The key element within this controversy could be that irisin expression is augmented by the increased expression of PGC1alpha, but PGC1alpha increases the expression of many different proteins and other molecules, so the expression of irisin may not be relevant to the positive changes associated with exercise. Another factor may be that a key difference between mice and humans is the mutation in the start codon of the human gene involved in the production of irisin, which significantly reduces irisin availability.23 Thus this mutation could be the limiting factor to why despite a very conserved genetic sequence, humans do not see anywhere near the benefit mice do. If this explanation is correct it does potentially still leave the door open to directly inject irisin into the body to increase concentrations in an attempt to aid exercise derived results, but if PGC1alpha is the key, then this increased concentration of irisin could be of minimal consequence.

Another potential element that demonstrates a significant concentration increase in accordance to increased PGC1alpha is a hormone known as meteorin-like (Metrnl).24 The concentration of this hormone increases in both skeletal muscle and adipose tissue during exercise and exposure to cold temperatures in accordance to increases in PGC1alpha concentrations. When Metrnl circulates in the blood it seems to produce a widespread effect that induces browning resulting in a significant increase in energy expenditure.24 The influence of Metrnl on white fat does not appear due to direct interaction with the fat, but instead indirect action on various immune cells most notably M2 macrophages via the eosinophil pathway, which then interact with the fat through activation of various pro-thermogenic actions.24 As discussed above this interaction with eosinophil appears to function through IL-4 and IL-13 signaling indicating a common pathway purpose between IL-4/IL-13 and the original SNS pathway. Not surprisingly blocking Metrnl has a negative effect on the biological thermogenic response.24

Another potential strategy for browning may be targeting appropriate receptors instead of specific molecules; with this strategy in mind one potential target could be transient receptor potential vanilloid-4 (TRPV4). TRPV4 acts as a negative regulator for browning through its negative action against PGC1a and the thermogenic pathway in general.25 In addition TRPV4 appears to activate various pro-inflammatory genes that interact with white adipose tissue making it more difficult to facilitate browning even if the appropriate signals are present.
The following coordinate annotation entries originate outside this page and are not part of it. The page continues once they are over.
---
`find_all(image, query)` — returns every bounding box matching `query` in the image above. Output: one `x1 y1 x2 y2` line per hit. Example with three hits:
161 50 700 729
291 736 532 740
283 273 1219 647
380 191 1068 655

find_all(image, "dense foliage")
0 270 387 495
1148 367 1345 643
TRPV4 inhibition and genetic ablation in mice significantly increase resistance to obesity and insulin resistance.25 The link between inflammation and thermogenesis is highlighted by the activity of TRPV4, which is one of the early triggers for immune cell chemoattraction.25

Obesity may also produce a positive feedback effect through TRPV4 by increasing cellular swelling and stretching through the ERK1/2 pathway, which increases the rate of TRPV4 activation.26,27 However, the validity of TRPV4 as a therapeutic target remains questionable for TRPV4 expression not only influences fat/energy expenditure, but also osmotic regulation, bone formation and plays some role in brain function.25,28,29 Fortunately a number of the issues with TRPV4 mutations/mis-function appear to be developmental in influence versus post-development, thus TRPV4 therapies could still be valid.
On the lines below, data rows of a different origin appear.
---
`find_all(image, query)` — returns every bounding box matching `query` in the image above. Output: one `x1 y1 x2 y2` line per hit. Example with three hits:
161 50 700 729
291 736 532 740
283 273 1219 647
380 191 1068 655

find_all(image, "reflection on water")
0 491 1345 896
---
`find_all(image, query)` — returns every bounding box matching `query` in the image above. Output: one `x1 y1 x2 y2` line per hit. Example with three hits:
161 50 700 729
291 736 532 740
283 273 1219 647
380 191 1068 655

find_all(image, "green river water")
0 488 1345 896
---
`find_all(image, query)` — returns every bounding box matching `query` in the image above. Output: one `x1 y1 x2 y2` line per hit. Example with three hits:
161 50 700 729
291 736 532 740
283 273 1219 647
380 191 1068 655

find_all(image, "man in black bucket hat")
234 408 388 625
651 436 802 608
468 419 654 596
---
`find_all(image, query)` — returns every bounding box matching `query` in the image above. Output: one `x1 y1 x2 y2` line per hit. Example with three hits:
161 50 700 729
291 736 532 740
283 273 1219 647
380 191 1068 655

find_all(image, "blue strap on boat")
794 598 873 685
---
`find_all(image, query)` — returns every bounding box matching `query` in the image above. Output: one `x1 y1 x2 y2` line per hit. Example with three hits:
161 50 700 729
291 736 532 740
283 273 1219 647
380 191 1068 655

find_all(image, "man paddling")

Natriuretic peptides (NPs) are hormones typically produced in the heart on two different operational capacities: atrial and ventricular. Both of these hormones appear to play a role in browning through association with the adrenergic pathway.30 The most compelling evidence for supporting this behavior is that a lack of NP clearance receptors demonstrated significant enhanced thermogenic gene expression in both white and brown adipose tissue.30 Also direct application of ventricular NP in mice increased energy expenditure.30 In addition to the above results, NPs are an inherent attractive therapeutic possibility because appropriate receptors are located in white and brown fat of both rats and humans31,32 and these receptors go through periods of significant decline in expression when exposed to fasting,33 which may account for some of the benefits seen from low calorie diets.

Atrial NPs increase lipolysis in human adipocytes similar to catecholamines (increasing cAMP levels and activation of PKA) although whether or not this increase is induced through interaction with beta-adrenergic receptors is unclear.34 Some believe that NPs activate the guanylyl cyclase containing NPRA producing the second messenger cGMP activating cGMP-dependent protein kinase (PKG).35,36 PKA and PKG have similar mechanisms for substrate phosphorylation including similar targets in adipocytes,36 thus this interaction may explain why atrial NPs act similar to catecholamines.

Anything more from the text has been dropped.